Sie sollten es in die Vorbereitungen einbeziehen. Man kann auch ein Album mit ihm anschauen, als es selbst noch ein Baby war und ihm dadurch klarmachen, dass es selbst auch eine Zeit hatte, in der beide Eltern sich um es gekümmert haben. Wichtig ist auch, dass das große Kind mit helfen kann. Trotzdem muss auch dieses Kind eine besondere Aufmerksamkeit und eine eigene Zeit bekommen, denn es ist ja selbst noch klein. Das ist eine Herausforderung für die Eltern, erst recht, wenn drei oder vier Kinder in der Familie leben. Sie haben die Verpflichtung, sich die Aufgaben zu teilen und jedes Kind für sich zu sehen.

Das würden viele bestimmt gern so machen, aber schaffen es nicht immer.

Ja, das geht nicht zu jeder Zeit, sie ist begrenzt. Aber es ist gut, wenn jedes Kind mal eine spezielle Aufmerksamkeit bekommt. Ich nenne das "Edelsteinmomente".

Eltern sollen sich heraushalten, wo immer es geht

Dass einer dem anderen ein Bauwerk aus Holzsteinen zerstört, ist gemein, gehört aber zum Alltag in Kinderzimmern und Kindergärten.
Dass einer dem anderen ein Bauwerk aus Holzsteinen zerstört, ist gemein, gehört aber zum Alltag in Kinderzimmern und Kindergärten. ©  dpa (Symbolbild)

Was ist beim Zanken noch normal und wo müssen Eltern eingreifen?

Mit Sicherheit später, als sie es tun würden. Ich rate dazu, den Kindern eine Menge zuzumuten, damit sie aus einer Auseinandersetzung selbst eine Klärung hinbekommen. Ich sage den Eltern: Haltet euch raus, wo immer es geht. Traut euren Kindern eine Klärung zu. Eingreifen sollten sie erst, wenn es wirklich ernst zu werden droht. Das gilt übrigens schon von Beginn an, auch wenn das Kind ein Jahr alt ist.

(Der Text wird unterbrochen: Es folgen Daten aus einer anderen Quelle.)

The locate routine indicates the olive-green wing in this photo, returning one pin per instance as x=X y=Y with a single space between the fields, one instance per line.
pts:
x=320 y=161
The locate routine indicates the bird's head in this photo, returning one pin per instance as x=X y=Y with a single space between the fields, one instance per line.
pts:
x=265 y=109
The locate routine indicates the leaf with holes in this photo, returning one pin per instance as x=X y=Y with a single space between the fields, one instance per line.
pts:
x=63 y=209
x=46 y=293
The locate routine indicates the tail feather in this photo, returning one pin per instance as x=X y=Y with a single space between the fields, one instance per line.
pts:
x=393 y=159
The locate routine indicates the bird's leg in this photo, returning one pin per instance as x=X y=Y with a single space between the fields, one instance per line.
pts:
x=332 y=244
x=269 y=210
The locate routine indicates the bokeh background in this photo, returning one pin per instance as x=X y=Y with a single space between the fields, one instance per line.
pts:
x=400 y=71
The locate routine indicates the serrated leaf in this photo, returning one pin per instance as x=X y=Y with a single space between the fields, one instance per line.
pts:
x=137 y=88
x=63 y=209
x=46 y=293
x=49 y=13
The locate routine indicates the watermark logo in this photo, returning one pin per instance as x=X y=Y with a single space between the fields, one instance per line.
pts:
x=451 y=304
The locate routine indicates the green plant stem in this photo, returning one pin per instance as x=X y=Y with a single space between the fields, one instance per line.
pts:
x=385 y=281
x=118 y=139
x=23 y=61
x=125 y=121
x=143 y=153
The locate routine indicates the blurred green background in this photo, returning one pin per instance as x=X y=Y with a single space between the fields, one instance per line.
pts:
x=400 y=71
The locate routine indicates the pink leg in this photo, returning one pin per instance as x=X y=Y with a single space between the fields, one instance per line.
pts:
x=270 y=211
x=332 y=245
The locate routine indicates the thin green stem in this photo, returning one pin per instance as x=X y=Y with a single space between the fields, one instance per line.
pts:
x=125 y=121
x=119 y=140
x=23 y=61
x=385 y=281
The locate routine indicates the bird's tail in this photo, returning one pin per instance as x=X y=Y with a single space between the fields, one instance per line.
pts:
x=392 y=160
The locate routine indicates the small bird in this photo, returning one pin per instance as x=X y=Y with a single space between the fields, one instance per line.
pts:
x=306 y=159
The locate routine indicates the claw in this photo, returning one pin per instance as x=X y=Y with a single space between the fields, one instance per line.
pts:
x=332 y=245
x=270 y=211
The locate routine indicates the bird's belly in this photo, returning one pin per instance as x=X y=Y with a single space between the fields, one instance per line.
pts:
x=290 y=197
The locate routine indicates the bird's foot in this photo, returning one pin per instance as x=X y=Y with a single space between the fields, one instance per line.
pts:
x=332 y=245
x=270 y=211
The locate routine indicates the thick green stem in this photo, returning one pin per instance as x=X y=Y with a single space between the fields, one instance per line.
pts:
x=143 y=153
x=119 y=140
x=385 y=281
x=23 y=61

Kindliches Verhandlungsgeschick und Aushandlungsprozesse zu befördern, ist die Aufgabe der Eltern. Kinder haben eine kreative Art, damit umzugehen. Natürlich braucht es eine Begleitung und einen Schutz, vielleicht auch für das vermeintlich schwächere Kind. Aber man glaube bitte nicht, dass ein dreijähriges Kind gegenüber einem Sechsjährigen keine Macht habe. Gerade die Kleinen wissen genau, wie sie die Eltern parteilich hinter sich bringen, und wie sie es hinbekommen, dass der Große Ärger bekommt.

Was raten Sie stattdessen?

Bloß nicht fragen: "Was war los?". Denn dann bekommt man zwei Geschichten präsentiert: eine vom großen Kind, eine vom Kleinen. Man wird nie herausbekommen, wann der Streit begonnen hat. Was man machen kann, ist behilflich zu sein.

Wie zum Beispiel?

Man kann sagen: Marlene, du bist traurig, weil dein Turm eingefallen ist. Max, du warst wütend auf deine Schwester, deshalb hast du ihn eingeworfen. Was könnt ihr denn jetzt tun, damit ihr weiter miteinander spielen könnt? Eltern sollten also Mut machen, dass die Kooperation und das Spiel weitergehen können. Im äußersten Fall, also wenn es am Frühstückstisch so heftig und laut wird, dass der Konflikt räumlich entzerrt werden muss, kann man ein Kind mal kurz ins Kinderzimmer schicken. Aber das sollte die Ausnahme sein.